World Reformed Church Mourns for Ex-Leader

The World Alliance of Reformed Churches (WARC) has expressed its "deep sense of sadness" in announcing the death of one of its long-time and much loved leaders, Milan Opočenský.

|PIC1|Scholar, ecumenist and social justice advocate, Opočenský who was WARC's general secretary from 1989 until 2000, died in Prague on January 31 after a brief illness. He was 75.

WARC president Clifton Kirkpatrick called Opočenský one of the saints of the ecumenical movement. He said, "It's difficult to know where the alliance and its commitment to economic and ecological justice would be today without Milan's great legacy.

"He was also a remarkable ecumenist who, though he worked for so many years within the Reformed family, never forgot the call to unity that is at the heart of the gospel. And he worked tirelessly for this goal. He will truly be missed."

Opočenský's successor, Setri Nyomi, said, "Milan will go down in the history of the alliance as a very committed leader and scholar who placed economic justice squarely on the agenda of WARC member churches.

"His commitment to the ecumenical movement from his youth as well as his conviction that the church ought to be at the forefront of addressing injustices were some of the gifts he brought into his leadership of the World Alliance of Reformed Churches.

"The Reformed family worldwide today offers a prayer of deep thanksgiving for Milan and a prayer of gentle comfort for the Opočenský family," Nyomi said.

Milan and his wife, Jana, also an ordained pastor, were a formidable team in the ecumenical world and devoted to their three children and their grandchildren. Nyomi said, "We pray that God will bless the family with many good memories at this difficult time."
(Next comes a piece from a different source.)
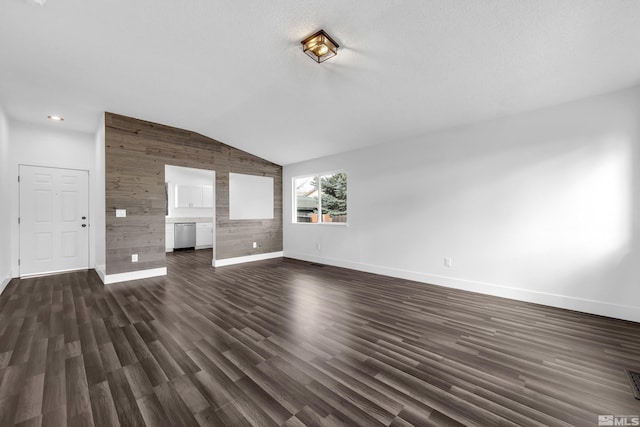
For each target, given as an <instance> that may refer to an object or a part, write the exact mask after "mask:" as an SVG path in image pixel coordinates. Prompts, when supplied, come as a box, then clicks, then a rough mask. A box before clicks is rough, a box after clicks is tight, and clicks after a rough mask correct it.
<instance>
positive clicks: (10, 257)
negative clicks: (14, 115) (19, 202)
mask: <svg viewBox="0 0 640 427" xmlns="http://www.w3.org/2000/svg"><path fill="white" fill-rule="evenodd" d="M9 164H10V163H9V122H8V120H7V116H6V115H5V114H4V111H3V110H2V107H0V200H3V203H2V209H0V292H2V291H3V290H4V288H5V286H6V285H7V284H8V283H9V280H11V277H12V272H11V214H10V211H9V209H7V204H6V201H7V200H10V199H11V175H10V173H9V171H10V168H9Z"/></svg>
The son of a Protestant pastor, Opočenský was born on 5 July 1931 in Hradec Králové, about 100 kilometres from Prague. His mother was the first woman to study Protestant theology in Czechoslovakia.

He was ordained in 1955 in the Evangelical Church of Czech Brethren and completed his ThD in 1965. In 1973 he became a professor of Social Ethics at the Comenius Faculty of Protestant Theology in Prague.

He was the author of Christians and Revolution and Widerstand und Revolution and the editor of numerous others.

Opočenský was involved in a variety of ecumenical organisations during his long career, including the World Council of Churches in the 1960s and the World Student Christian Federation where from 1967 to 1973 he served as European Secretary.

At the time of his retirement from WARC he explained how he could be a committed ecumenist and a leader of a world communion: "For me being Reformed does not mean being less ecumenical."